Apareció en nuestra vida como un actor que se incia en papeles de extra… sin que se note, de a poquito. Su primera aparición, como emisario del demonio… perdón, del IKEA, fue un tanto estrépitosa, con mordida de perro incluida, como ya os conté aquí. Se trata de un muchacho, tal ve de unos treintaipocos, negro azulado de Senegal -según supimos después- que trabaja para los explotadores de IKEA. Habla un español muy bueno, con acento murciano cerrado y cumple todos los estándares del inmigrante currante que, nos guste o no, colabora casi más que tú y yo a sujetar este país.
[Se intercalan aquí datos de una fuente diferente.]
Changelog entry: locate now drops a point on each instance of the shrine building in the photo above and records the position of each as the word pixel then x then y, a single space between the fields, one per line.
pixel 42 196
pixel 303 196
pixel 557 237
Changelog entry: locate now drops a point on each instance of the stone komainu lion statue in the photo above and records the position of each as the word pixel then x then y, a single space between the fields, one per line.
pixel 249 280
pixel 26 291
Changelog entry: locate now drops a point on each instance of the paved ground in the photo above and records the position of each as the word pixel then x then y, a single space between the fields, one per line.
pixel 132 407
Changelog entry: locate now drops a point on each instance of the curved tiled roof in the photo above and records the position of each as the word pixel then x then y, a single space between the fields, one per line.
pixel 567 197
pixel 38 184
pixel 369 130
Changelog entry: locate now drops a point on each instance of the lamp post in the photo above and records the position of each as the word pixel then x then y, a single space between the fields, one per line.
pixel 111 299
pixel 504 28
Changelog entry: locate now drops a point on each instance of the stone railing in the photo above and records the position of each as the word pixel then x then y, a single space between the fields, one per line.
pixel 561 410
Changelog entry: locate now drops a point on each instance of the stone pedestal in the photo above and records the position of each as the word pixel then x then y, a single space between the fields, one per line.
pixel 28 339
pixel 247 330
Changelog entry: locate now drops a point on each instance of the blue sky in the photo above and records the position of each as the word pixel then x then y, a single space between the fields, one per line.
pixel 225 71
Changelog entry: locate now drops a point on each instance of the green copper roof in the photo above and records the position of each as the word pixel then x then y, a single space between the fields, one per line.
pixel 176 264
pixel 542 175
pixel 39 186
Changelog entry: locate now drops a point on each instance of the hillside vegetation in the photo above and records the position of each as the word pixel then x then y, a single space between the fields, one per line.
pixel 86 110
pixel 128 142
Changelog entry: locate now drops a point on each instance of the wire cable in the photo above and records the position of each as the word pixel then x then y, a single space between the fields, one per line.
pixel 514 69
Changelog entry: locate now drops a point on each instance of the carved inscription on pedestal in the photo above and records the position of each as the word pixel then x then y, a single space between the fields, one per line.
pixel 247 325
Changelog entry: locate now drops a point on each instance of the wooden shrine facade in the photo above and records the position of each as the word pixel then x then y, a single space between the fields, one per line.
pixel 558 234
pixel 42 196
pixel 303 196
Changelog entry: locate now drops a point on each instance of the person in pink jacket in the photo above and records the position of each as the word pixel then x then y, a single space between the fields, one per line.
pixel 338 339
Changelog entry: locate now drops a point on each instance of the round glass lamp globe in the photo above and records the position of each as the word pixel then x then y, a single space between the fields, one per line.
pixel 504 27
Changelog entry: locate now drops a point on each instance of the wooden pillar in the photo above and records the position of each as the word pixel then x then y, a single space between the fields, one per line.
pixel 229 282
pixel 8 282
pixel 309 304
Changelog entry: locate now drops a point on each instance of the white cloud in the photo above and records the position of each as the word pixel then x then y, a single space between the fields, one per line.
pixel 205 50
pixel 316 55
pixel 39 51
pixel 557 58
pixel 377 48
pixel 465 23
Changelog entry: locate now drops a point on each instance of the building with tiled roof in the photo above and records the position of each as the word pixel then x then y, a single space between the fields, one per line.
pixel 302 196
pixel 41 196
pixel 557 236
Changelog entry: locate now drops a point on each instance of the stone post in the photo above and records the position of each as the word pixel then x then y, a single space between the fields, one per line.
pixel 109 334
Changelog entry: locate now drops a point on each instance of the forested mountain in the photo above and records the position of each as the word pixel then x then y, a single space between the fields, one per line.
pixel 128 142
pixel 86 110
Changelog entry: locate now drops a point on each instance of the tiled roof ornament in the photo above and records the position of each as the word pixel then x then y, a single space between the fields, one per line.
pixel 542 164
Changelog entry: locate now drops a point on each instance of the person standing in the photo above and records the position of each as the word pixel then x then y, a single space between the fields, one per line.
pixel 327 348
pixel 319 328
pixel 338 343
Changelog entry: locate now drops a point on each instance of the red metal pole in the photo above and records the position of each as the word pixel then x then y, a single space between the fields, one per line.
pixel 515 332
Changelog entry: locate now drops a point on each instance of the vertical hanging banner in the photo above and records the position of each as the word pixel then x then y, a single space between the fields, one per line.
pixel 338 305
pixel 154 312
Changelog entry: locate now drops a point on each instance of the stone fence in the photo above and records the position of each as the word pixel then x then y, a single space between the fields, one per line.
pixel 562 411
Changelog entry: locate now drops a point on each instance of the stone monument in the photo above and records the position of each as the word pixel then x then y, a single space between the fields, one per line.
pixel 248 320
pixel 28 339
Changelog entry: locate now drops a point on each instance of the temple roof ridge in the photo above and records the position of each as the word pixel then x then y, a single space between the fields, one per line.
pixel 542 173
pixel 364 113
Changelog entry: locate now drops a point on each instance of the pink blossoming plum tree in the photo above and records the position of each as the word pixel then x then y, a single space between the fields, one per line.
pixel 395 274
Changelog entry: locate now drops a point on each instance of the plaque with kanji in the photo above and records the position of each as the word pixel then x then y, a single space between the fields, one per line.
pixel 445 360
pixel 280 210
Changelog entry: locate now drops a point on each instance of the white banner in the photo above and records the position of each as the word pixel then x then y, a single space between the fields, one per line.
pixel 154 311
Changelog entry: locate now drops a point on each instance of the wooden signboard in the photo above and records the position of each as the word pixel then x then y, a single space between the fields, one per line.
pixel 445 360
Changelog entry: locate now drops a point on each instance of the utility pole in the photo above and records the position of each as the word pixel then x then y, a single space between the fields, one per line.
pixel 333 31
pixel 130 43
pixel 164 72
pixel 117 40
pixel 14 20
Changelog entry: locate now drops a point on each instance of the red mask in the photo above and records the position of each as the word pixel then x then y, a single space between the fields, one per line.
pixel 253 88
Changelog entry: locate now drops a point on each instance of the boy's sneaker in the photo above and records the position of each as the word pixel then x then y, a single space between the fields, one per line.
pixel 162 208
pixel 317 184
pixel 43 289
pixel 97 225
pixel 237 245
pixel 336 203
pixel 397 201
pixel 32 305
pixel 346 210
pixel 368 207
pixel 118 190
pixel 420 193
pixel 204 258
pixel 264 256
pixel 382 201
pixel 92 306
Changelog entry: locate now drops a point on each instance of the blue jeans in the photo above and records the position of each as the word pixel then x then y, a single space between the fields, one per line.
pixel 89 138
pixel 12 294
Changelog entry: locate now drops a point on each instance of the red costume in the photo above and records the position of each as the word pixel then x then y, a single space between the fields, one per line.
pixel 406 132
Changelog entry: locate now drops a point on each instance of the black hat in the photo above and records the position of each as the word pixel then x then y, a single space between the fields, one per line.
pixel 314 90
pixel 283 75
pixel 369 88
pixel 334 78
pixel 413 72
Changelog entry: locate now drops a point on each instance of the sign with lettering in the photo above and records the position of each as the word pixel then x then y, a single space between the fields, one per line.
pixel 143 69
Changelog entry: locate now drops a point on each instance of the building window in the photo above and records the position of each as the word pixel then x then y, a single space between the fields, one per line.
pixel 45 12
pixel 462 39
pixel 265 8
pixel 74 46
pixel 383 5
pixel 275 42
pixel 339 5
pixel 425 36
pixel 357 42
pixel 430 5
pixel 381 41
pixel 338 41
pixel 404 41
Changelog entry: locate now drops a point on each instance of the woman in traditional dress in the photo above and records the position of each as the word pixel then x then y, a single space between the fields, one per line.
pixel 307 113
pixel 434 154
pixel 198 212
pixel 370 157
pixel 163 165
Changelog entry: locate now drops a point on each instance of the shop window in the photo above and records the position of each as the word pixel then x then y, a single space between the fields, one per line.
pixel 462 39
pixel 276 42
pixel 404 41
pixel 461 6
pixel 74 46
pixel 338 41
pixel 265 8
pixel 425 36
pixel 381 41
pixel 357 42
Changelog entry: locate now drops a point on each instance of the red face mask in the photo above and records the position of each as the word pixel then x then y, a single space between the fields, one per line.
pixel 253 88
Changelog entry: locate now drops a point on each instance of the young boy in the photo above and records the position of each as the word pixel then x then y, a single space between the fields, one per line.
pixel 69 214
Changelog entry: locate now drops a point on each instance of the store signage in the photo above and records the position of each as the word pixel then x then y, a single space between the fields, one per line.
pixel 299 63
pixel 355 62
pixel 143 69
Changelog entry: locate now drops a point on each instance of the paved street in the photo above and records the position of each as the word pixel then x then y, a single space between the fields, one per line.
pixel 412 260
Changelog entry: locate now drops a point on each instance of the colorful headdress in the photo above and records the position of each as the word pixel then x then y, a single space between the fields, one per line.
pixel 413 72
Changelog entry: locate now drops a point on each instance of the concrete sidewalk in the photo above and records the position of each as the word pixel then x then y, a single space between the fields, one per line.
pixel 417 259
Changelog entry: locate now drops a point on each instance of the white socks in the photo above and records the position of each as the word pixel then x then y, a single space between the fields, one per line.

Bien, como decia, apareció por aquí al mando de un grupo de peruanos para instalarnos el fruto de la última orgía maderera que mi mujer se corrió en IKEA con su amiga Tere. Llegaron con su camión una tarde en que mi Santa trabajaba. Descargaron, montaron y se largaron no sin que el pobre hombre fuese primero mordido por el perro. No os cuento nada más de aquello, que ya os lo conté. Hasta aquí todo normal y bien. Una escena normalita teñida de ese pequeño deje de surrealismo que rodea a mi mujer como una especie de perfume que trastorna a todo el que se le acerca, pero bien.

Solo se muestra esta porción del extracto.